For a woman, I would suspect that a mid-life crisis is closely tied to the onset of menopause, but I don't know because I am a man.
For a man, the mid-life crisis almost always occurs at age 40 or close. It is inevitable - despite the idea that men believe that they are individuals who do not follow a common pattern.
It happened to me at exactly 40.
The crisis usually comprises three concerns:
o that one is losing one's sexual prowess,
o that one is losing one's physical capability, and
o that one is not progressing in one's career as expected.
It sounds a very self-serving crisis, and it is. However, that judgment can only be made clearly when one gets older. At the time events happen without one noticing that it is part of the combined mid-life crisis.

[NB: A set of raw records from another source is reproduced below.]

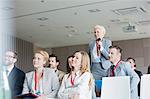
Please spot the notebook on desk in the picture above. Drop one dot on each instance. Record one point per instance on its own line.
(115, 88)
(27, 95)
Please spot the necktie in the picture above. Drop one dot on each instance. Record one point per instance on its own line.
(98, 48)
(112, 70)
(7, 71)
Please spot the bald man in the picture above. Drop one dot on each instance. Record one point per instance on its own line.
(98, 52)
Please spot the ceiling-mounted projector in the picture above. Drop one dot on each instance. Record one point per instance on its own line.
(129, 28)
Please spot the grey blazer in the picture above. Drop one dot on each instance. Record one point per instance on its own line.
(104, 53)
(50, 83)
(124, 69)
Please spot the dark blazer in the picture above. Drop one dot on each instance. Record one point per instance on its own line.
(16, 80)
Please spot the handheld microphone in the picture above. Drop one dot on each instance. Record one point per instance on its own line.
(99, 39)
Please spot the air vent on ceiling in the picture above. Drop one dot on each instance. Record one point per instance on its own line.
(130, 10)
(130, 28)
(144, 22)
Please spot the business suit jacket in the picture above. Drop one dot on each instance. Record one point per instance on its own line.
(16, 80)
(124, 69)
(49, 83)
(98, 70)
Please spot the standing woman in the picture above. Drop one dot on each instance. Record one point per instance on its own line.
(78, 83)
(42, 82)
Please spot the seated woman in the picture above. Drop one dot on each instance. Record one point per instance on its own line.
(42, 82)
(78, 83)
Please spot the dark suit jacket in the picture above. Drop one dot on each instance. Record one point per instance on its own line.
(16, 80)
(104, 53)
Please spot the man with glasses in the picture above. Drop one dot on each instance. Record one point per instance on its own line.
(15, 76)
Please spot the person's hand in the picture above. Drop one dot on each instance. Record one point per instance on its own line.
(41, 97)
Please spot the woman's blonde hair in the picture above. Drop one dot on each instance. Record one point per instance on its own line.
(44, 54)
(85, 62)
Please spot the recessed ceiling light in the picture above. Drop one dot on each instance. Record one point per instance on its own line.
(7, 8)
(42, 19)
(142, 33)
(69, 27)
(94, 10)
(42, 25)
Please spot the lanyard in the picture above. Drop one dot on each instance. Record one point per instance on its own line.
(35, 79)
(72, 80)
(97, 48)
(114, 68)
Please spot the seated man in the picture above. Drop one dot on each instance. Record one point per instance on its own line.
(121, 68)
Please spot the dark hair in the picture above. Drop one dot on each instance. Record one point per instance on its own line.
(132, 59)
(53, 55)
(116, 47)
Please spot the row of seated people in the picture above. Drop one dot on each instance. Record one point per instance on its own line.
(105, 60)
(48, 82)
(45, 83)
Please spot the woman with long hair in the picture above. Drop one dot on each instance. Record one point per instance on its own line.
(78, 83)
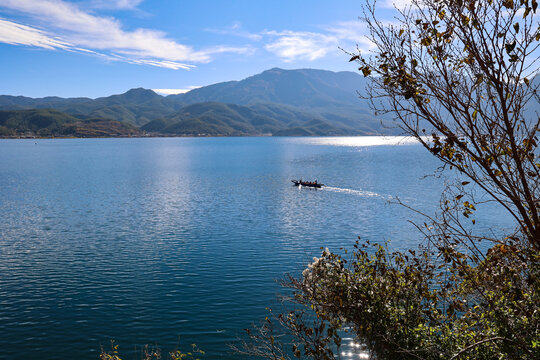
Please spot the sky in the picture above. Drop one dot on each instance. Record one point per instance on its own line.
(94, 48)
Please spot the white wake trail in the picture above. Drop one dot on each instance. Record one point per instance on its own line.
(362, 193)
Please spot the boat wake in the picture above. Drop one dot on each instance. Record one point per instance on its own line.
(357, 192)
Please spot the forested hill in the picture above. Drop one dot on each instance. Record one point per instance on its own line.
(276, 101)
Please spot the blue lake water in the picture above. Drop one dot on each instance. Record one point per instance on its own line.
(148, 240)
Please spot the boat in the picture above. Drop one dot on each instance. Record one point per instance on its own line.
(313, 184)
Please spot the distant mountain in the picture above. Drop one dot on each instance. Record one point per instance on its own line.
(329, 96)
(213, 118)
(277, 101)
(136, 107)
(47, 122)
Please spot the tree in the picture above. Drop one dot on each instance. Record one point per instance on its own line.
(461, 77)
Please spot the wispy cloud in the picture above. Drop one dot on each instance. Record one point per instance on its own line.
(116, 4)
(235, 30)
(140, 46)
(300, 45)
(295, 45)
(175, 91)
(17, 34)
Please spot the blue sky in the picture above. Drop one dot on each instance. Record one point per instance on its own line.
(101, 47)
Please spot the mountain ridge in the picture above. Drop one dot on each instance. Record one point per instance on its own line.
(276, 101)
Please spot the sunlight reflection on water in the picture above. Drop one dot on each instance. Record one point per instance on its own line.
(358, 141)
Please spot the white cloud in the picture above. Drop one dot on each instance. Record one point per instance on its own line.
(175, 91)
(116, 4)
(396, 4)
(298, 45)
(236, 30)
(295, 45)
(140, 46)
(17, 34)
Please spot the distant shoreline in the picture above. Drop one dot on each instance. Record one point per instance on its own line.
(29, 137)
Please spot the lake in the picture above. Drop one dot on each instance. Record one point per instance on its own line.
(168, 240)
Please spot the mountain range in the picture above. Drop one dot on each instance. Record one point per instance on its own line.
(275, 102)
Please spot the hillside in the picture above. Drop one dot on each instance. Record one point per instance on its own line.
(47, 123)
(213, 118)
(276, 101)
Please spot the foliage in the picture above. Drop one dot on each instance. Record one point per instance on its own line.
(154, 353)
(458, 76)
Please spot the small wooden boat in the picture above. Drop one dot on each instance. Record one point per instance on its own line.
(314, 184)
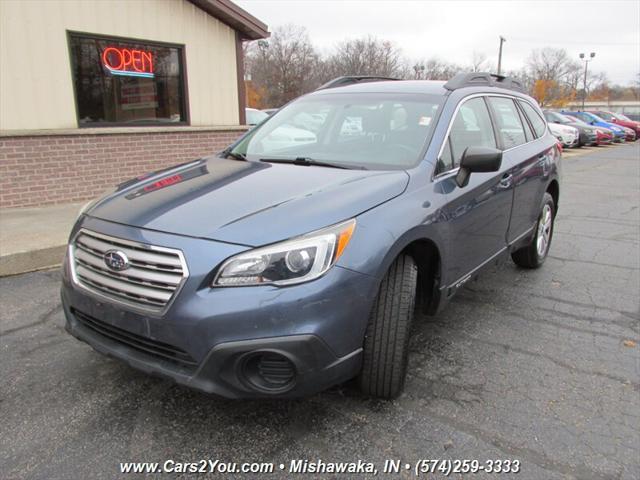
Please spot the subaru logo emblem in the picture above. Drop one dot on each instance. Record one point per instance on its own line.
(116, 260)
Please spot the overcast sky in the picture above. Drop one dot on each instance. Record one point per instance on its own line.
(452, 30)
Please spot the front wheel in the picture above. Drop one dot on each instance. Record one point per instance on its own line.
(534, 254)
(386, 343)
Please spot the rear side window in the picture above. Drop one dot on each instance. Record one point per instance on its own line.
(508, 122)
(471, 128)
(539, 125)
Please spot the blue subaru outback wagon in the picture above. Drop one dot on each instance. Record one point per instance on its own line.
(295, 259)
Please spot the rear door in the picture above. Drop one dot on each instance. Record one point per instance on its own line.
(523, 160)
(477, 214)
(530, 175)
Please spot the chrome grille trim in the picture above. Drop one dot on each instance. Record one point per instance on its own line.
(150, 284)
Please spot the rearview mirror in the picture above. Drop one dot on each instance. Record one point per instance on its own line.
(478, 159)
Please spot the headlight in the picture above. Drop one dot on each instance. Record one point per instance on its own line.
(293, 261)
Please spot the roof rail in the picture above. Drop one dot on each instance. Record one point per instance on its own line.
(483, 79)
(351, 79)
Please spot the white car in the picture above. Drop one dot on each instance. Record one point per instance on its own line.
(286, 136)
(568, 136)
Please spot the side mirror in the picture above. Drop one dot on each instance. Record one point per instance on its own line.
(478, 159)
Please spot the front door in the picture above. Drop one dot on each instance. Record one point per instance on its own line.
(477, 214)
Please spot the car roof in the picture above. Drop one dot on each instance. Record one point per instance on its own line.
(392, 86)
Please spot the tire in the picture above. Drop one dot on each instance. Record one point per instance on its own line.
(534, 254)
(386, 342)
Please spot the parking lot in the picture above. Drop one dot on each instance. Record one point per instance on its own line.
(541, 366)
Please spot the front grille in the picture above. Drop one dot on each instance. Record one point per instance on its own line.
(150, 282)
(137, 342)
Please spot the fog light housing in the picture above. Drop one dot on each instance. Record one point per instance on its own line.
(268, 372)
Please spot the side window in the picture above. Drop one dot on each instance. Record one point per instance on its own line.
(539, 125)
(471, 128)
(509, 125)
(527, 128)
(445, 162)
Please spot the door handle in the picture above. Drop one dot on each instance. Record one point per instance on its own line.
(506, 181)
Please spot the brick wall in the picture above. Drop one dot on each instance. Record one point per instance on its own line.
(45, 170)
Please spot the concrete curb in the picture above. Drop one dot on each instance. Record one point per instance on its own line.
(23, 262)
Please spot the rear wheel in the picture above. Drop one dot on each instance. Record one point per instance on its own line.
(386, 343)
(534, 254)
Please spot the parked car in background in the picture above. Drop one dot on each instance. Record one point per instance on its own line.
(618, 119)
(587, 133)
(604, 136)
(281, 269)
(630, 134)
(568, 136)
(619, 134)
(254, 116)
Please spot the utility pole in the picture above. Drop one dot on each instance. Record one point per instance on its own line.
(584, 83)
(502, 40)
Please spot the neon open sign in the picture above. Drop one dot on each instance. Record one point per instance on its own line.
(130, 62)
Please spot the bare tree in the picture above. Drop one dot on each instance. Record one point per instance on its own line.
(365, 56)
(285, 66)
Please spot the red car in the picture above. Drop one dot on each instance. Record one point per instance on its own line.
(619, 119)
(604, 137)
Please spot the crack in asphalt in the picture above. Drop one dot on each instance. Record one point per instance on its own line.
(513, 450)
(554, 360)
(43, 319)
(517, 314)
(591, 262)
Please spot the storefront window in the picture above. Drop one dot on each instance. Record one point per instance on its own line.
(127, 82)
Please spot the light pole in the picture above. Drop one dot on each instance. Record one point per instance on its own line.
(502, 40)
(586, 61)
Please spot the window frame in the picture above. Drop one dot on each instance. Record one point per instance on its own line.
(515, 105)
(184, 91)
(435, 175)
(519, 102)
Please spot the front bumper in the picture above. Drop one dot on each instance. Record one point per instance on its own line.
(207, 336)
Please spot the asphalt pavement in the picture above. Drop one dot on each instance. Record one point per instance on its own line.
(541, 366)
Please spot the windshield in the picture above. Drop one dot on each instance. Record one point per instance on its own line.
(620, 116)
(375, 131)
(255, 116)
(577, 120)
(558, 118)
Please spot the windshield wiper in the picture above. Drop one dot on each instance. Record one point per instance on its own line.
(307, 162)
(234, 155)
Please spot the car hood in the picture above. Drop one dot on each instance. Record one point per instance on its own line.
(248, 203)
(582, 128)
(561, 128)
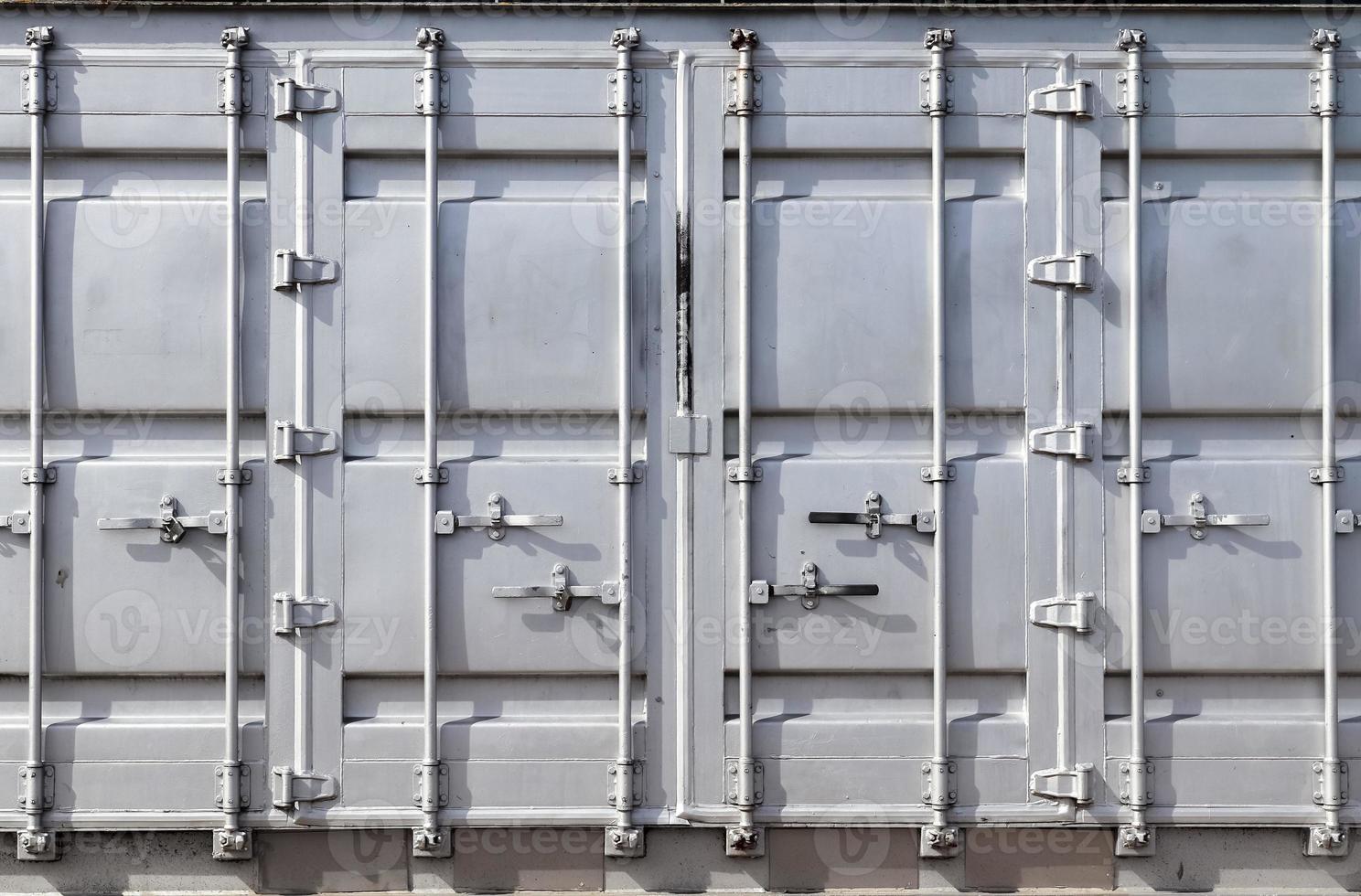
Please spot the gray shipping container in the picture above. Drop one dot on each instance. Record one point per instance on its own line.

In my case I first had an extramarital affair that could have resulted in divorce and remarriage; secondly, I started running marathons; and third, I visited my boss with a request that I be promoted. What clearer adherence to a pattern could I have engaged in?
The results in my case were, first a passionate alliance with my secretary, a woman somewhat younger than I, that after two years ended amicably. She remained a friend for many years afterwards to both my wife and myself, although I am sure my wife realized the truth. My extra-marital affairs continued but my family life also continued and my children turned out well.
Secondly, the attraction of completing a marathon, beating much younger runners, and posting best national times, stayed with me for twenty ensuing years with more that 80 marathons and many races longer distances. The activity changed my life and that of my family both in eating habits and in traveling. Furthermore, the benefits to my health have enabled me to live far longer than I might have done.
Thirdly, my boss heard my complaints and promoted me within the week. From being a senior scientist I rose steadily through the ranks of management to work directly for the General Manager in a large national firm. Later the promotions continued to the Vice-Presidency of an International engineering firm.
So is a mid-life crisis a bad thing?
Clearly from my point of view, the answer is, "No."
It simply raised my alertness of what might be. I gained excitement and love; I gained physical health and wellbeing; and I rose in my profession.
However, I can imagine in each case that the opposite might have occurred, so the answer to the question is not a universal, "No."
A friend also took up running and bugged his employer for a promotion that he got, but instead of a lover he was baptized and took to the church. That was apparently the equivalent. It takes all types.
Others simply harbored their ambitions in all three fields: sex, physical ability and advancement, and, in most cases, that produced severe difficulties and generally lead to divorce.
The message is, "Go with the Flow," but be careful.